43. The fact that the seizure in this case was unlawful, in my view, ends the enquiry as to whether the search was an unreasonable one. The only issue left is whether the evidence should be excluded. For the reasons given by my brother La Forest J., I am of the view that this is a case where the evidence must be excluded and the appeal dismissed.
The following are the reasons delivered by
44. McIntyre J. (dissenting)‑‑I have had the advantage of reading the reasons for judgment prepared in this appeal by my colleagues, Justices La Forest and Lamer. I am unable, however, with great deference to their views, to agree with their judgments.
45. The facts have been recited by La Forest J. and they reveal that the doctor without consent took free‑flowing blood from the unconscious respondent for medical purposes. He later gave the blood to the police officer. There is no evidence as to what passed between the doctor and the police officer and no inference adverse to the officer may be drawn. The evidence does disclose, however, that the officer did not request the taking of the blood sample and he did not see the doctor take it.
46. I agree with La Forest J. that there was no search here. If there was a wrongful seizure, it was made by the doctor and there is no evidence which would implicate the police officer. The sole question here is whether the evidence of the blood analysis, because of the improper disposition of this blood sample by the doctor, should be excluded. It may only be excluded if its admission would bring the administration of justice into disrepute.
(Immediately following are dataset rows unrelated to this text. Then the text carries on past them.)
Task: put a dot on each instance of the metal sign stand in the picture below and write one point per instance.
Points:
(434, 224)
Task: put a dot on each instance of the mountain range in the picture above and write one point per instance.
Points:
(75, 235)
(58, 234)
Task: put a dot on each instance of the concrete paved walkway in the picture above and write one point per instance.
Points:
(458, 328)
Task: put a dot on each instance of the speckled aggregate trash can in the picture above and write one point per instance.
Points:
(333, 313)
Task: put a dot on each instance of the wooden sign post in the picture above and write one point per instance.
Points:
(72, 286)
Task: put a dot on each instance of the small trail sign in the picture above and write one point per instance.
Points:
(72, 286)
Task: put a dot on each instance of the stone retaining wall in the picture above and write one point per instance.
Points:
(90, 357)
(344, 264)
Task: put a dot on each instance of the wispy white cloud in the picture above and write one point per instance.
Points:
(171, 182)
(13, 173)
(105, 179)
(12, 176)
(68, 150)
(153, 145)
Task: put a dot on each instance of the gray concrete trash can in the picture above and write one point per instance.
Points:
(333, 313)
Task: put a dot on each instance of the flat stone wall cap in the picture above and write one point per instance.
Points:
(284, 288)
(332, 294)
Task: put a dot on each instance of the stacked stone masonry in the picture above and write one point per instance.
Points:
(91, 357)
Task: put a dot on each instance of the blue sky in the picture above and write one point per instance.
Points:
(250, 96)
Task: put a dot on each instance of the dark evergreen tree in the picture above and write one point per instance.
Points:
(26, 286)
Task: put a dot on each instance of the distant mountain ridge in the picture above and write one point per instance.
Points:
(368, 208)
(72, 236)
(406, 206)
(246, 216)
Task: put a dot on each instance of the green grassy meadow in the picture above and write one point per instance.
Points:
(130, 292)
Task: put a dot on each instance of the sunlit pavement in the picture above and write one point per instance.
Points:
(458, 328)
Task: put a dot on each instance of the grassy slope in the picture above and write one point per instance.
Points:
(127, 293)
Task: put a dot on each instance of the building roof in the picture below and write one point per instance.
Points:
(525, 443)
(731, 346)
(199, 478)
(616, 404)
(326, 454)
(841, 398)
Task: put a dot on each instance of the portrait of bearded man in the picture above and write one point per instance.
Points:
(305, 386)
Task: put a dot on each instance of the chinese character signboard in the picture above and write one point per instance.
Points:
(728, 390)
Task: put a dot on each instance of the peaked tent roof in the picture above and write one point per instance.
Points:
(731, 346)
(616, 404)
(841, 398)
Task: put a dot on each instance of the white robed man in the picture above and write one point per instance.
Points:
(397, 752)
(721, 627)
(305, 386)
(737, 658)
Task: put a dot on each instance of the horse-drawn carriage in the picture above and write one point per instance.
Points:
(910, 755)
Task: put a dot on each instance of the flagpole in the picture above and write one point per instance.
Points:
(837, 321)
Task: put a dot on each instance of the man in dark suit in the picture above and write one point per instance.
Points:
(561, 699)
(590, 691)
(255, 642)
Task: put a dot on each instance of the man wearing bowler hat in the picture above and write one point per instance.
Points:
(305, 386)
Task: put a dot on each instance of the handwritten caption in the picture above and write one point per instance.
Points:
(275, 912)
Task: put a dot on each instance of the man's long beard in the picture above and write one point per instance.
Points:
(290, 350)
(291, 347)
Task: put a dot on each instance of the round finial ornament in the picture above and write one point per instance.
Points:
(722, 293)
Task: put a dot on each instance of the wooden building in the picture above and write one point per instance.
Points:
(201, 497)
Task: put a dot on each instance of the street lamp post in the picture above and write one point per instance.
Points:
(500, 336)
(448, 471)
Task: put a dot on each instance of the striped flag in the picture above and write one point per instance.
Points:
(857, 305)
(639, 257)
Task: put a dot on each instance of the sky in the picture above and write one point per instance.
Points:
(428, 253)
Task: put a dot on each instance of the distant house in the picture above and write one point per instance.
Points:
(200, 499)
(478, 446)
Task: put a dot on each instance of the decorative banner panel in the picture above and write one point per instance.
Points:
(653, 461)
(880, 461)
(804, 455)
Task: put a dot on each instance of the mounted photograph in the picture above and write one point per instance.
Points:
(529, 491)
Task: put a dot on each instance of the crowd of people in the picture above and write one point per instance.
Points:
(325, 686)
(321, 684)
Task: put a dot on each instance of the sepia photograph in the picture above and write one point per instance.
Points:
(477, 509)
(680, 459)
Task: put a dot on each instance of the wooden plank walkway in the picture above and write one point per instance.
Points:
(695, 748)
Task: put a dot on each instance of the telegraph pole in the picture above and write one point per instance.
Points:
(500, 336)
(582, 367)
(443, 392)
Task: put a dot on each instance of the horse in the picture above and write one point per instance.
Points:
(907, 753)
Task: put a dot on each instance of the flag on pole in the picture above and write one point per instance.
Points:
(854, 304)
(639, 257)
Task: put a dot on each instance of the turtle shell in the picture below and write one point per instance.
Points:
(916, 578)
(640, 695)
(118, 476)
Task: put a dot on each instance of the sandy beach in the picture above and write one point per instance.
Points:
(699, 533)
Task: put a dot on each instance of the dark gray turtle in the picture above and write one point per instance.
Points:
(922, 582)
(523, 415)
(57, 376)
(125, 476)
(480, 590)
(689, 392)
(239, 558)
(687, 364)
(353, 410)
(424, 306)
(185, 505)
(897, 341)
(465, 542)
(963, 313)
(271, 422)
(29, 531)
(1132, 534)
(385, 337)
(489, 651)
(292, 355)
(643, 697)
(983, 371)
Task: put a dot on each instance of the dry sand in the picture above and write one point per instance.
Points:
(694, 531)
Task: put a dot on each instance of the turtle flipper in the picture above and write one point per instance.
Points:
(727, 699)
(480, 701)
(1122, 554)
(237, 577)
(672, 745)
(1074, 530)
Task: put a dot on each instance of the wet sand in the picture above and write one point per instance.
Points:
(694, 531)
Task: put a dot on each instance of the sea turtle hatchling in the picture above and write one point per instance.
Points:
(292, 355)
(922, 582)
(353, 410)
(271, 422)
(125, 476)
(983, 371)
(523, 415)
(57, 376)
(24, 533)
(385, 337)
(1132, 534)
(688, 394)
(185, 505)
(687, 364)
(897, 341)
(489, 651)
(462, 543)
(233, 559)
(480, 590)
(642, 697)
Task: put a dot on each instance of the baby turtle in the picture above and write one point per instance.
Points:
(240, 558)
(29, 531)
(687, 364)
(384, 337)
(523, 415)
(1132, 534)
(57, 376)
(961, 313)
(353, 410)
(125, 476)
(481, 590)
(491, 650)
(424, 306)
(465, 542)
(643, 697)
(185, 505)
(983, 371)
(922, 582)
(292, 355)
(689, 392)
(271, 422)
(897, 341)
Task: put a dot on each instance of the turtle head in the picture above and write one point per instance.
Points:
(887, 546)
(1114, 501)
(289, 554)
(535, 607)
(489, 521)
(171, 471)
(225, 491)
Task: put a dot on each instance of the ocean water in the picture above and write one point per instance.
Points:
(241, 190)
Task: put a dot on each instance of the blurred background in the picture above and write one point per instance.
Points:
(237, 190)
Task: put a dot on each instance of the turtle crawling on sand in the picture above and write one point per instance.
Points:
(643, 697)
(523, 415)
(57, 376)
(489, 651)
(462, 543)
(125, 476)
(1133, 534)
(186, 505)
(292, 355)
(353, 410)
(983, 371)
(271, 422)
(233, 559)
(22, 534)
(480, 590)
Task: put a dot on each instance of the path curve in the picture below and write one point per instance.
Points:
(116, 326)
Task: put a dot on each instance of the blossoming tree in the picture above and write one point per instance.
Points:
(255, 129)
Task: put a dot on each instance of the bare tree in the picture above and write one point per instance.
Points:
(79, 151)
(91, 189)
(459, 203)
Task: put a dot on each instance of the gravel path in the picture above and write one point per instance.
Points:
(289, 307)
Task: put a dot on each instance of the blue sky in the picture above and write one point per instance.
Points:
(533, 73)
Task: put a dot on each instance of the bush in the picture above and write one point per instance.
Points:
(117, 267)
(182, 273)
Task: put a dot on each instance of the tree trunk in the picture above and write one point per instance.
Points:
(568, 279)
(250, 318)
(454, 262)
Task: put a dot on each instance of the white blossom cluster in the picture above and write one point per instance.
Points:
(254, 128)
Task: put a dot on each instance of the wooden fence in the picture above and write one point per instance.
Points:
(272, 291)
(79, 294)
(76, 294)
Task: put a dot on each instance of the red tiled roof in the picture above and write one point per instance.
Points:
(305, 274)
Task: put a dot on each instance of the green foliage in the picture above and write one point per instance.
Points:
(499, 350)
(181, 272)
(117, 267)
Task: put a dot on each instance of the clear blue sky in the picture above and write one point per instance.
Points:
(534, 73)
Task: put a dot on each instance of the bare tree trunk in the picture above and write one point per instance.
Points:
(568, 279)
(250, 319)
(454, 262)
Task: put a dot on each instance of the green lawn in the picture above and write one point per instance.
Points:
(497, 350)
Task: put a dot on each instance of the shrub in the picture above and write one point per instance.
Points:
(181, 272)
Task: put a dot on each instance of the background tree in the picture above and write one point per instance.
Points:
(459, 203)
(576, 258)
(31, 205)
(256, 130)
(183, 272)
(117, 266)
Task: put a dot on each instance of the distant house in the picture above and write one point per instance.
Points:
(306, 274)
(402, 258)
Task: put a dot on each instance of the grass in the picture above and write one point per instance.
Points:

47. It should be observed that Dyment was charged with having care and control of a motor vehicle having consumed alcohol in such quantity that the proportion thereof in his blood exceeded 80 milligrams of alcohol in l00 millilitres of blood. The sample would have been decisive in this case.
48. I am unable to consider that the admission of this evidence would bring the administration of justice into disrepute. No misconduct is shown against the police officer and there is nothing to indicate any bad faith on his part. Any wrongful seizure by the doctor or any wrongful dealing with the sample may be put at his door, but there is nothing to show impropriety on the part of the police. Indeed, having received "real evidence" decisive of the issue in the case it was his duty to tender it in evidence. In this, I would refer to the reasons of the Chief Justice in R. v. Jacoy,  2 S.C.R. 548, in reaching a similar conclusion relating to the exclusion of evidence under s. 24(2) of the Canadian Charter of Rights and Freedoms. I would allow the appeal and restore the conviction.
Appeal dismissed, McIntyre J. dissenting.
Solicitor for the appellant: Darrell E. Coombs, Charlottetown.
Solicitor for the respondent: John W. Maynard, O'Leary.